No matter how well-planned, any content marketing strategy will falter under an unattractive site for the same reason as an inaccessible one. Most people won’t give such a website a chance to peruse its content, regardless of quality, believing it might be as disorderly as the landing page. They can arrive at this conclusion in just 5/100ths of a second, per a 2011 study.

First impressions matter; you wouldn’t show up at a meeting of investors in your PJs because that would be disrespectful. For people to access its content, the website’s landing page has to keep them for at least 2.6 seconds. That long is enough to eye a part of the page that shapes a visitor’s first impression.

One analysis of a law school’s website found that visitors spent the longest looking at six areas of interest. In descending order, these include:

  • The business or organization’s logo – 6.48 seconds
  • The navigation menu – 6.44 seconds
  • The search bar – over 6.00 seconds
  • The homepage’s banner image – 5.94 seconds
  • The homepage’s written content – 5.59 seconds
  • The footer – 5.25 seconds

Keep in mind this rule of thumb: design first, content second. Most users reject a website over design and interface issues. But once past that first impression hurdle, they’ll check out the site’s content.
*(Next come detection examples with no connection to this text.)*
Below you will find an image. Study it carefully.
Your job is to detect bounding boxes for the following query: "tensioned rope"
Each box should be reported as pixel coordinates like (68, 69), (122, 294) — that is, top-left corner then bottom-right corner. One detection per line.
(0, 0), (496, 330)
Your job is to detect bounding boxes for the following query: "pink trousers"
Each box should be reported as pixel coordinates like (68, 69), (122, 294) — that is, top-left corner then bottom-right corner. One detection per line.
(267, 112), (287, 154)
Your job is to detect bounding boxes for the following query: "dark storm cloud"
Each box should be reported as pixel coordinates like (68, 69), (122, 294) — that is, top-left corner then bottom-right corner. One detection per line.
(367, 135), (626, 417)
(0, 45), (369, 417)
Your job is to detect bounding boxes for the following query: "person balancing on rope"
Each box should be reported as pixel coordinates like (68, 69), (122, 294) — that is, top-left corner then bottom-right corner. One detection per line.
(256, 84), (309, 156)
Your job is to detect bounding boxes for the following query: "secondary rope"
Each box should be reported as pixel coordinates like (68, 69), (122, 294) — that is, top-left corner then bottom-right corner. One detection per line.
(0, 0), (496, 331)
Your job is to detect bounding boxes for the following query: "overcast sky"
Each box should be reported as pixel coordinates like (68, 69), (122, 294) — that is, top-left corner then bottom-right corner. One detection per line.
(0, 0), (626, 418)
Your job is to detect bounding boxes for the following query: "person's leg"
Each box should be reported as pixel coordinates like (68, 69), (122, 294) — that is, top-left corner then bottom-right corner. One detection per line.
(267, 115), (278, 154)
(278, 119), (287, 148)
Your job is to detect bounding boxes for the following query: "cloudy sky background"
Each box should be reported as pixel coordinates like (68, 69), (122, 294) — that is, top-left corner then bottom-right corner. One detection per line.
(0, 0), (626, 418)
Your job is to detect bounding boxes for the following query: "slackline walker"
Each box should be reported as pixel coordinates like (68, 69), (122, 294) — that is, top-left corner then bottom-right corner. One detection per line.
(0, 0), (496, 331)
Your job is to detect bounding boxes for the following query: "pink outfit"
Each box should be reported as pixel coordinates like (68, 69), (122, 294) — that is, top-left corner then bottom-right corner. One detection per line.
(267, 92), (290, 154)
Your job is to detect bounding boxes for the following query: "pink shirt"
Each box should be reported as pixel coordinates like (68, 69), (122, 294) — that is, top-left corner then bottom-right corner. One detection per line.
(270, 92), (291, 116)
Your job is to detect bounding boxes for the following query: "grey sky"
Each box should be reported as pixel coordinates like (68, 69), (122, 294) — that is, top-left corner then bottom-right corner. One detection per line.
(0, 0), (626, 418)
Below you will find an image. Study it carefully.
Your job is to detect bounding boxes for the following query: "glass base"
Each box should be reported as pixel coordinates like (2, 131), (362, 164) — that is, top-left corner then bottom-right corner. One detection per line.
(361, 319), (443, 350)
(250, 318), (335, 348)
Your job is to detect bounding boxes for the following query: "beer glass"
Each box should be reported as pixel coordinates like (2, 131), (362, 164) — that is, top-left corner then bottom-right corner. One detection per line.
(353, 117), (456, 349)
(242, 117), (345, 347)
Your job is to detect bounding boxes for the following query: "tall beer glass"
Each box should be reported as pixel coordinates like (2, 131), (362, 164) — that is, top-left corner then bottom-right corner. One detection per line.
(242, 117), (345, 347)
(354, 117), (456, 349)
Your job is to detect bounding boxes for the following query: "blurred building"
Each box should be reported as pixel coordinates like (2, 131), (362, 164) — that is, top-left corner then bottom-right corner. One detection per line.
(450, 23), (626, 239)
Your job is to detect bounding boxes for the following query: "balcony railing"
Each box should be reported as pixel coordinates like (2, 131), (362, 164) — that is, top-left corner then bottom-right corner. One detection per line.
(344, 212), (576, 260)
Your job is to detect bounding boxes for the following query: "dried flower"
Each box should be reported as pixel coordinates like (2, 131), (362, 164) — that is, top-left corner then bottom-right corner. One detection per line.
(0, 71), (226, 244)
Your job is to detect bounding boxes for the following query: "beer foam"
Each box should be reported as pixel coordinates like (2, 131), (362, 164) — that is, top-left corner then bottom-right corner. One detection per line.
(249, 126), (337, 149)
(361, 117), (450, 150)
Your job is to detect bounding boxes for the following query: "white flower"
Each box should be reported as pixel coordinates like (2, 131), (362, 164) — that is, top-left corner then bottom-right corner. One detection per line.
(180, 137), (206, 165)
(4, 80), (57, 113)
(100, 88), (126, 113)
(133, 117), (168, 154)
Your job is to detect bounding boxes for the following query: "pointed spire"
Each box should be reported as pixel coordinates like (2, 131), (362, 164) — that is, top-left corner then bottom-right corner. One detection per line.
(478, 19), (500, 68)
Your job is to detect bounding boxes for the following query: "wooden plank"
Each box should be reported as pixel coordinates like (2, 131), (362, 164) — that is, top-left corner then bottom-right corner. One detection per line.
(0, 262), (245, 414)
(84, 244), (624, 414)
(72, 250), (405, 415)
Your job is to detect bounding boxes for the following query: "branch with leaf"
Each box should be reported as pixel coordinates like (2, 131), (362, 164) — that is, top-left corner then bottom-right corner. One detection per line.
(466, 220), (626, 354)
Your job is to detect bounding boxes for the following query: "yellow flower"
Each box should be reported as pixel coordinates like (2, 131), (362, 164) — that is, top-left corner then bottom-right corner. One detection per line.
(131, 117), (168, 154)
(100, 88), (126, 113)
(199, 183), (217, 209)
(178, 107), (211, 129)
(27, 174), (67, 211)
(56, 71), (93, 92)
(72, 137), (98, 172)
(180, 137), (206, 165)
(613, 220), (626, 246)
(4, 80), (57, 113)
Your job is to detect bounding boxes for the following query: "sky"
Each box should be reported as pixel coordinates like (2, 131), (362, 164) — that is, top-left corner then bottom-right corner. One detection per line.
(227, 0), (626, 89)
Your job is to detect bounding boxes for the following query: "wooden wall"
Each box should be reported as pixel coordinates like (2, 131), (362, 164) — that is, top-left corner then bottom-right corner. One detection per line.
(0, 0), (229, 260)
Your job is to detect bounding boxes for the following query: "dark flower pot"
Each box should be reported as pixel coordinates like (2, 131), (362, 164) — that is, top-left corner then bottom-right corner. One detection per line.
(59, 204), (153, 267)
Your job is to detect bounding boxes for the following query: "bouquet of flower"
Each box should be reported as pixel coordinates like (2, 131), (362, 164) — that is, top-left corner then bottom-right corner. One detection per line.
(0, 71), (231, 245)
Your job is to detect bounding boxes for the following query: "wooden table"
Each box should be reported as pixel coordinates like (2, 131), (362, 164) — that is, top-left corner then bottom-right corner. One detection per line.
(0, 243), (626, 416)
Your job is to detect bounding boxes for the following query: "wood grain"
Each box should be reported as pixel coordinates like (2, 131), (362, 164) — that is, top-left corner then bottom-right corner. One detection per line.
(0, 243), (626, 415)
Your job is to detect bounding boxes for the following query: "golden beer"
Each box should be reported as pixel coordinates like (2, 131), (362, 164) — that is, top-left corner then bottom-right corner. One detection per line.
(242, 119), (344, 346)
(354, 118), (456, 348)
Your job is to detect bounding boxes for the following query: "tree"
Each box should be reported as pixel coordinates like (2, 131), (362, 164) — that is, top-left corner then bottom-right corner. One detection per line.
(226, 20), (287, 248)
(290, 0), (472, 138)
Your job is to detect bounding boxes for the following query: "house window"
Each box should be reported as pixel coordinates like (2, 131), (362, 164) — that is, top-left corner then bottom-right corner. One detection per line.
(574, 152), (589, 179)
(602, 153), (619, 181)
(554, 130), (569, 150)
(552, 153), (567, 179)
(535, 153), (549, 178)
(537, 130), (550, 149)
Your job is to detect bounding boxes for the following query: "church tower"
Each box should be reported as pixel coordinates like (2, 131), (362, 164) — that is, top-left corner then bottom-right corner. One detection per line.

That said, it doesn’t imply favoring one over the other; both must possess equal quality.

Tips And Tricks

As discussed so far, poor web design can prevent consumers from viewing a website’s content. Here are some tips to get fewer bouncing visitors.

1. Give Pages Some Elbow Room

They say that ‘anything worth doing is worth overdoing,’ but that doesn’t apply to proper web design. Images and art designs are incredible, but too many will make pages appear cluttered. These needless assets are only good for distracting visitors from searching for valuable content on the website.

Pages should be allowed to breathe, and one practical approach involves effectively using whitespace. By leaving spaces in images, lines of text, and other assets, a page can appear more streamlined. It’ll also help prevent cognitive fatigue.

2. Limit To Two Typefaces

Some web design experts may say the maximum is three, but two is the magic number for typefaces. Any more than that increases the risk of visitors getting disoriented by the sheer variety of fonts in use. 

For the choice of typefaces, experts suggest sticking with web-safe fonts such as Arial, Times New Roman, and Courier New. Sure, they may look dull, but:

  • They work on most web browsers and devices
  • Most people are familiar with their appearances
  • They won’t appear bunched up when next to each other

3. Make Good First Impressions Above The Fold

The ‘fold’ refers to an imaginary line in a website located at the bottom edge of the screen. People wanting to see anything below the fold have to scroll down, so the immediate view they get is above the fold. 

The page’s design above the fold can make or break a website. In another Nielsen research paper, visitors spent over half of their time viewing above the fold. At most, they’ll scroll down to the second screenful before losing interest. This information becomes essential in writing content, so a content’s headline and introduction must be catchy.

4. Don’t Bother With Animated Features

Accordions, carousels, and sliders may seemingly add some pizazz to the website, but they hardly do anything to promote its content. Most users will click on the first image and ignore the rest. 

Experts recommend slapping everything in a piece of content into a long page. Contrary to common sense, this approach can help increase conversions. It shows that users don’t mind long-form content as much as low-quality content.

Conclusion

Even if they’re two distinct disciplines, web design and content marketing go hand in hand. The former provides the first impression to visitors, while the latter proves they were right to explore deeper. Fall short in either aspect and any content marketing strategy will fail before it gets the chance to see the light of day.